In Terry Brooks' Shannara Series gnomes are an offshoot race created after the Great Wars. There are several distinctive classes of gnomes. Gnomes are the smallest race. In The Sword of Shannara they are considered to be tribal and warlike, the one race that can be the most easily subverted to an evil cause. This is evidenced by their allegiance to the Warlock Lord in The Sword of Shannara and to the Mord Wraiths in The Wishsong of Shannara.
In the Warcraft franchise, particularly as featured in the MMORPG World of Warcraft, gnomes are a race of beings separate from but allied to dwarves and humans, with whom they share the lands of the Eastern Kingdoms. Crafty, intelligent, and smaller than their dwarven brethren, gnomes are one of two races in Azeroth regarded as technologically savvy. It is suggested in lore that the gnomes originally were mechanical creations that at some point became organic lifeforms. In World of Warcraft, gnomes are an exile race, having irradiated their home city of Gnomeregan in an unsuccessful last-ditch effort to drive out marauding foes.
BB's The Little Grey Men (1942) is a story of the last gnomes in England, little wild men who live by hunting and fishing.
After World War II (with early references, in ironic use, from the late 1930s) the diminutive figurines introduced as lawn ornaments during the 19th century came to be known as garden gnomes.
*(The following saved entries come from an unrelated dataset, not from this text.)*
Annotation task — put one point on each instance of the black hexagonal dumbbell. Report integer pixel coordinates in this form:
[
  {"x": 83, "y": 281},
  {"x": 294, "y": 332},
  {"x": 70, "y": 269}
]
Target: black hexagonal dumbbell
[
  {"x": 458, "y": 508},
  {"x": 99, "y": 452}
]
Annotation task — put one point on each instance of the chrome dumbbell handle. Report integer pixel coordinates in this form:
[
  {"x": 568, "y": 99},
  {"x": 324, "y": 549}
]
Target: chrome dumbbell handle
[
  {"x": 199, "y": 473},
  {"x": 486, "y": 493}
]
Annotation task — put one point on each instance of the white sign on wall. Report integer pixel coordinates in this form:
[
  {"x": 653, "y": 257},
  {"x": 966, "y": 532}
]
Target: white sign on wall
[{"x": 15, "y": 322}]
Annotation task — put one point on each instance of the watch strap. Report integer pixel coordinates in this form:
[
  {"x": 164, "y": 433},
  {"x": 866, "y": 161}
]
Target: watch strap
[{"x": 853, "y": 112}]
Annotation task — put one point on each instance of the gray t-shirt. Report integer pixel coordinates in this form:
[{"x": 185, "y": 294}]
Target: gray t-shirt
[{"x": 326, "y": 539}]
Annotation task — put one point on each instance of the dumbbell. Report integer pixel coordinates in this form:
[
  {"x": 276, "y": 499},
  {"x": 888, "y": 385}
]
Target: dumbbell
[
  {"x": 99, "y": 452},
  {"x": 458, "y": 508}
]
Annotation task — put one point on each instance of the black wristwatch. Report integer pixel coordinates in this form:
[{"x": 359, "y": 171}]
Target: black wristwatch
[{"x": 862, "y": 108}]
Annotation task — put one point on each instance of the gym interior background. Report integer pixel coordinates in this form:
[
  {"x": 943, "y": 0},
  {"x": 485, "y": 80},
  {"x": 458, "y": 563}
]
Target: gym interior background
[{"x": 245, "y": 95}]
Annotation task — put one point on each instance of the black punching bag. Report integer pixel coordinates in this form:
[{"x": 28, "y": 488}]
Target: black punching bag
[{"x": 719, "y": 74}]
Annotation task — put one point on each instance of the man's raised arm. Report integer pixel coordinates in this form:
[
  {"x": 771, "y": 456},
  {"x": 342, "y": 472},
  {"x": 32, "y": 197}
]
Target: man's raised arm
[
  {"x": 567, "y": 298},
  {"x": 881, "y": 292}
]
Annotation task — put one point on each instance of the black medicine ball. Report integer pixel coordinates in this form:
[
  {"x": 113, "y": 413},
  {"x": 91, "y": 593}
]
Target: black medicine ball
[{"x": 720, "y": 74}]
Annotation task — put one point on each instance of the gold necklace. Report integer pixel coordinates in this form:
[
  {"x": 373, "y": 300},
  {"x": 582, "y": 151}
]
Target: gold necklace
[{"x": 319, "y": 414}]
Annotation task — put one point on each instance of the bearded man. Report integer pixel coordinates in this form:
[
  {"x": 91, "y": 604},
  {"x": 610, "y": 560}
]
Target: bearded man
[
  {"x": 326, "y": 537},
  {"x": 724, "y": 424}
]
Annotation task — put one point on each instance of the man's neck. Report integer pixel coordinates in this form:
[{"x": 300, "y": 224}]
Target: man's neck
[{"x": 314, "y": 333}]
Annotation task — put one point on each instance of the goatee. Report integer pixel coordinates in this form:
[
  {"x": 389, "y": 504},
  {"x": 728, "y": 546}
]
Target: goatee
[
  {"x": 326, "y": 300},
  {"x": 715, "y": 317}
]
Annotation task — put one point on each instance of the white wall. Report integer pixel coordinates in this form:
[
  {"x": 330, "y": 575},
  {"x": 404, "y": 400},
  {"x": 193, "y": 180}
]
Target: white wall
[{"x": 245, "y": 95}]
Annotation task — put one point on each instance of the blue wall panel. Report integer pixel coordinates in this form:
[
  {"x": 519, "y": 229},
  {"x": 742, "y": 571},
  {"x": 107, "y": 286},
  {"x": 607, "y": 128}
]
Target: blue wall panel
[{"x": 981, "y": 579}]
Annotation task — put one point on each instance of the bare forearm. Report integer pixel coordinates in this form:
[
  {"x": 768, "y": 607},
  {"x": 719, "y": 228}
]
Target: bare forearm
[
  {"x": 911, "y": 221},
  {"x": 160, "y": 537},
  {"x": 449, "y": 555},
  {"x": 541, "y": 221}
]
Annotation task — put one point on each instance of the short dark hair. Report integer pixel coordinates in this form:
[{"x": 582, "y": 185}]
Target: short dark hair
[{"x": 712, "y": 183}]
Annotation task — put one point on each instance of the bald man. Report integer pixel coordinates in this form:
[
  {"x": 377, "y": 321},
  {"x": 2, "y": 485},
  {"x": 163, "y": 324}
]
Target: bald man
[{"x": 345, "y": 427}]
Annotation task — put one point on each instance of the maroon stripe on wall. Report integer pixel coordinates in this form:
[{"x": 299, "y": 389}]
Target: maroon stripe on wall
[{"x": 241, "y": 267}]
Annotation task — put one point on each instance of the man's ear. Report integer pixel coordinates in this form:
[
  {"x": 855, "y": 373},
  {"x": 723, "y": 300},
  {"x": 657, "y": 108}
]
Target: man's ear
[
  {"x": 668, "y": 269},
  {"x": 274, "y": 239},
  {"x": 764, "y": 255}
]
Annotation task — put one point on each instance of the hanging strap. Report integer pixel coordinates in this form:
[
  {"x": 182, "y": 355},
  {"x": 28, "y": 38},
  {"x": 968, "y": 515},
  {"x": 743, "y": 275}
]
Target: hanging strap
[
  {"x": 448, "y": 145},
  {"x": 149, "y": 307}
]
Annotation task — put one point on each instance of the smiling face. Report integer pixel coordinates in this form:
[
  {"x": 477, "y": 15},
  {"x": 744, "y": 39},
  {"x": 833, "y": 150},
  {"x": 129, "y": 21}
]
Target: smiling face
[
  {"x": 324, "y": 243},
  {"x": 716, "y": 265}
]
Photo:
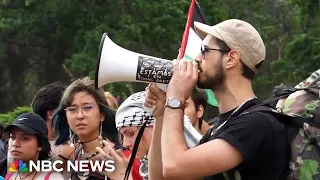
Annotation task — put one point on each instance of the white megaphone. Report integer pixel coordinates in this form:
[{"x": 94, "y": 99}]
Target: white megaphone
[{"x": 116, "y": 64}]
The image of the gnome changed further during the 1960s to 1970s, when the first plastic garden gnomes were manufactured. These gnomes followed the style of the 1937 depiction of the seven dwarves in Snow White and the Seven Dwarfs by Disney. This "Disneyfied" image of the gnome was built upon by the illustrated children's book classic The Secret Book of Gnomes (1976), in the original Dutch Leven en werken van de Kabouter. Garden gnomes share a resemblance to the Scandinavian tomte and nisse, and the Swedish term "tomte" can be translated as "gnome" in English.